3. Pay Attention to Error Messages 📝

Don't ignore error or warning messages, even in systems where some errors are expected. This may seem obvious, but it's easy to dismiss messages in codebases with known issues. Every error and/or warning should be understood and its origin identified.

4. Create a Hypothesis Tree 🌲

Lay out different possible causes as a tree structure. Aim for causes that are:

  • Collectively exhaustive (covering all possibilities);
  • Mutually exclusive (distinct from each other). This is not always easy, especially at the beginning of a debugging session, but it's crucial to operate as efficiently as possible.

Assign each cause a probability of being the root cause. This helps prioritize which branches to investigate first.

Here is an example of a hypothesis tree for a bug I encountered, where different models extracted various drivers (like the number of holes or area) with discrepancies between the platform and our 3D analytics library:

debug-decision-tree

For each potential cause, define a concrete method to evaluate it. Sometimes, a single test can evaluate multiple causes simultaneously. For example, in the tree above, Cause 1 and Cause 3 on the first line can be evaluated by running a test script directly with the Docker image on the platform server.

At each step, you narrow down the potential causes based on the results of your evaluations. This methodical approach helps avoid jumping to conclusions and ensures you consider all possibilities. You should end up with the line or portion of code responsible for the bug !

Deep diving a cause 🔬

For each cause, start deep diving into the code. Your best tools here are the debugger and the logger. Each has its strengths and weaknesses, and you should be comfortable using both.

  1. The debugger 🐛: Useful for stopping execution at specific points, especially when an error occurs.
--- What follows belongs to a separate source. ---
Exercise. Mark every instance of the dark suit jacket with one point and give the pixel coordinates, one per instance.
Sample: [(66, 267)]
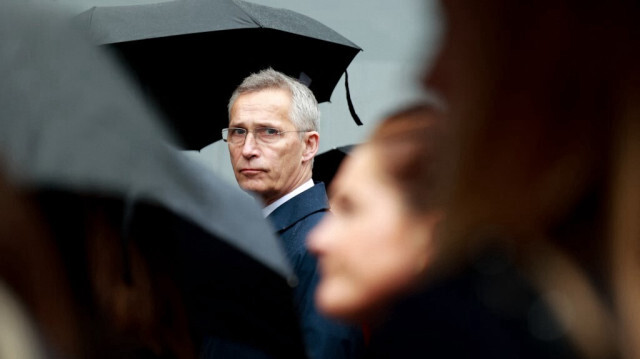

Be careful, though – the debugger can sometimes lead you down rabbit holes if you're not careful. Also, it can be misleading sometimes if the code uses some "magic" behavior. For example, I was debugging a codebase where the core class was overiding the __getattribute__ method. This would cause chain reactions when opening the debug panel...

  2. The logger 📊: Excels when you have good metrics to track. In one case where topology visualization appeared in different locations, logging the centroid coordinates helped me pinpoint exactly when and why the shift occurred. Additionally, you can take a creative approach to logging. For example, while working on a 3D analytics library in Python, we implemented a system that automatically captured 3D visualizations during function execution. This was achieved using a decorator called displayable applied to key functions. The workflow made it easy to track changes over time in a visual format. Instead of digging through complex and often unclear textual logs, we could simply run two instances side by side and visually identify where the differences occurred.

  3. Domain-specific tools: Each domain can have its own best practices for debugging. For example, working with 3D CAD data requires a different approach than debugging web applications or backend services. Understanding the domain and the tools available is crucial. As I am a big fan of mental decision tree. Here is the one I apply when working with 3D CAD data.

plots-decision-tree

Conclusion 🏁

The hardest part of fixing bugs is almost always finding and understanding them – not implementing the fix. Reproducing the bug can be challenging, but it's an essential first step.

Interestingly, in my experience, our initial hypothesis about the cause is rarely correct. The systematic approach outlined here helps overcome our biases and leads to the true root cause more efficiently.